Confier à la Fed le contrôle des politiques salariales des banques pour éviter les prises de risques excessifs qui ont conduit à la crise: la dernière idée en date de l'administration Obama pour contenir Wall Street, dévoilée cette semaine, a été diversement accueillie dans le milieu de la finance américaine. Si certains experts y voient un bon départ, d'autres jugent d'ores et déjà son application impossible.

Pour les plus sceptiques, il s'agit d'une demi-mesure qui évite le fond du problème: tant que l'État sera là pour renflouer les grosses banques en cas de danger, rien ne pourra vraiment dissuader les traders de parier sur des titres ou des produits financiers potentiellement calamiteux. «Les grosses rémunérations issues d'une prise de risque importante sont un problème», avoue Bill Fleckstein, directeur d'un fonds d'investissement de Seattle. «Mais le véritable problème, c'est que ces institutions bénéficient d'un système qui fait que pile, elles gagnent, face, le contribuable perd».

Un an après l'éclatement de la crise financière, la situation semble en effet revenue à la normale à Wall Street, où les banques annoncent de nouveau d'énormes profits. Trop pour certains observateurs, pour qui Barack Obama, qui s'était engagé à limiter les rémunérations des dirigeants, doit interdire à ces grandes banques de s'engager sur des titres risqués ou alors réduire leur taille afin que leur éventuel effondrement ne menace pas le système tout entier.

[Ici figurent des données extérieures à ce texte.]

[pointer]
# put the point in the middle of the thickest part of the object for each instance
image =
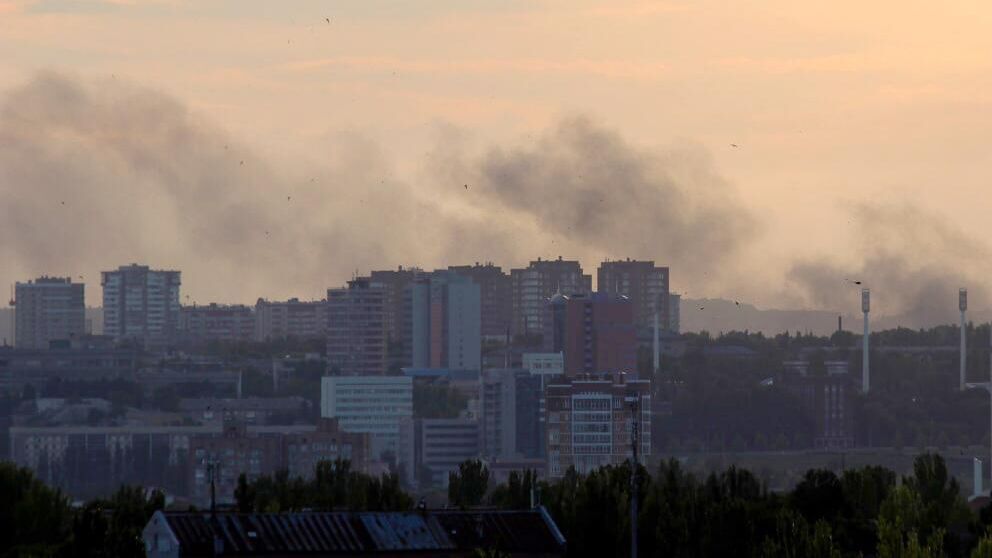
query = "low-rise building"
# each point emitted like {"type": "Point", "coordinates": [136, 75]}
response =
{"type": "Point", "coordinates": [432, 448]}
{"type": "Point", "coordinates": [291, 318]}
{"type": "Point", "coordinates": [372, 405]}
{"type": "Point", "coordinates": [448, 533]}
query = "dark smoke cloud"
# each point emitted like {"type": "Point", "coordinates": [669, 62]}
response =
{"type": "Point", "coordinates": [914, 261]}
{"type": "Point", "coordinates": [584, 185]}
{"type": "Point", "coordinates": [95, 174]}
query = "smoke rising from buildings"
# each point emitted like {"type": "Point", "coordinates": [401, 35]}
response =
{"type": "Point", "coordinates": [913, 260]}
{"type": "Point", "coordinates": [99, 173]}
{"type": "Point", "coordinates": [584, 185]}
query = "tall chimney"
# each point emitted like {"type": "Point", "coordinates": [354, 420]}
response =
{"type": "Point", "coordinates": [976, 478]}
{"type": "Point", "coordinates": [656, 347]}
{"type": "Point", "coordinates": [865, 373]}
{"type": "Point", "coordinates": [963, 307]}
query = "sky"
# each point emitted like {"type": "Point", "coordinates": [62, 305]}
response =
{"type": "Point", "coordinates": [767, 150]}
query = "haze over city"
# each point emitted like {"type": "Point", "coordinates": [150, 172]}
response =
{"type": "Point", "coordinates": [494, 279]}
{"type": "Point", "coordinates": [766, 153]}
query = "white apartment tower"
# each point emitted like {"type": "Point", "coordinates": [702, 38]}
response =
{"type": "Point", "coordinates": [48, 309]}
{"type": "Point", "coordinates": [141, 303]}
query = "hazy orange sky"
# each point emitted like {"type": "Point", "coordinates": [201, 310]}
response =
{"type": "Point", "coordinates": [830, 104]}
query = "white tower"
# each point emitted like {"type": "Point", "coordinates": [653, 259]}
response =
{"type": "Point", "coordinates": [865, 308]}
{"type": "Point", "coordinates": [963, 306]}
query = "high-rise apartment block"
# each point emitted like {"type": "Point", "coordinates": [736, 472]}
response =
{"type": "Point", "coordinates": [356, 328]}
{"type": "Point", "coordinates": [398, 285]}
{"type": "Point", "coordinates": [141, 303]}
{"type": "Point", "coordinates": [595, 332]}
{"type": "Point", "coordinates": [495, 297]}
{"type": "Point", "coordinates": [589, 422]}
{"type": "Point", "coordinates": [645, 284]}
{"type": "Point", "coordinates": [373, 405]}
{"type": "Point", "coordinates": [48, 309]}
{"type": "Point", "coordinates": [446, 322]}
{"type": "Point", "coordinates": [510, 414]}
{"type": "Point", "coordinates": [531, 287]}
{"type": "Point", "coordinates": [290, 318]}
{"type": "Point", "coordinates": [216, 322]}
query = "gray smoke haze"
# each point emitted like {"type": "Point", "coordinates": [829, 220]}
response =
{"type": "Point", "coordinates": [913, 260]}
{"type": "Point", "coordinates": [586, 187]}
{"type": "Point", "coordinates": [98, 173]}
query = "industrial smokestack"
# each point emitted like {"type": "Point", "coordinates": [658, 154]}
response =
{"type": "Point", "coordinates": [656, 347]}
{"type": "Point", "coordinates": [865, 373]}
{"type": "Point", "coordinates": [963, 307]}
{"type": "Point", "coordinates": [976, 478]}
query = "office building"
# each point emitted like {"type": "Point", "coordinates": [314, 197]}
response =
{"type": "Point", "coordinates": [589, 422]}
{"type": "Point", "coordinates": [432, 448]}
{"type": "Point", "coordinates": [495, 304]}
{"type": "Point", "coordinates": [141, 304]}
{"type": "Point", "coordinates": [531, 287]}
{"type": "Point", "coordinates": [643, 283]}
{"type": "Point", "coordinates": [510, 414]}
{"type": "Point", "coordinates": [595, 333]}
{"type": "Point", "coordinates": [356, 329]}
{"type": "Point", "coordinates": [373, 405]}
{"type": "Point", "coordinates": [48, 309]}
{"type": "Point", "coordinates": [216, 322]}
{"type": "Point", "coordinates": [446, 322]}
{"type": "Point", "coordinates": [290, 318]}
{"type": "Point", "coordinates": [827, 399]}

L'administration Obama et la Réserve fédérale ont opté pour une autre solution: confier à la Fed le soin de réguler les banques et de contrôler leurs politiques de rémunérations à l'aune de leur prise de risque.

Selon ce projet, chacune des 28 plus grosses banques américaines -parmi lesquelles Goldman Sachs, Citigroup ou encore Bank of America- devra élaborer son propre système de rémunération, afin de ne pas encourager de prise de risque excessive. Chaque plan devra être validé par la Fed, dont les contrôleurs surveilleront ensuite la mise en oeuvre. Même les banques n'ayant pas bénéficié du plan de sauvetage du secteur financier -700 milliards de dollars- seraient soumises à la surveillance de la Fed.

«C'est un bon début, mais ce n'est pas suffisant», estime Simon Johnson, ancien économiste du Fonds monétaire international. Selon lui, le projet pourrait réduire la prise de risque des banques, placées de fait sous le contrôle de la Réserve fédérale, mais pas les institutions au-delà de l'autorité de la Fed, telles que les fonds d'investissement.

Pour d'autres spécialistes, la tâche de la Fed sera quasi-impossible en raison de la difficulté même de définir ce qu'est un «risque excessif». Ceux-ci en voudraient pour preuve les signaux d'alerte passés inaperçus avant l'éclatement de la bulle financière il y a deux ans.

«Qu'est-ce qu'un risque excessif, et qui peut le dire?», résume David Yermack, professeur de finances à la Stern School of Business de l'université de New York. De même, faire évaluer par la Fed la prise de risque des banques lui apparaît, d'un point de vue logistique, «ridicule». «Il faudrait des milliers d'experts, et penser qu'on pourrait identifier lesquels des traders prennent trop de risques pourrait se révéler impossible», explique-t-il.

Même Kenneth Feinberg, responsable du Trésor chargé de la question des rémunérations, reconnaît la difficulté de la tâche. «Je ne suis pas certain de savoir ce qu'est un risque», dit-il. «Et je ne suis pas du tout certain de savoir ce qu'est un risque excessif».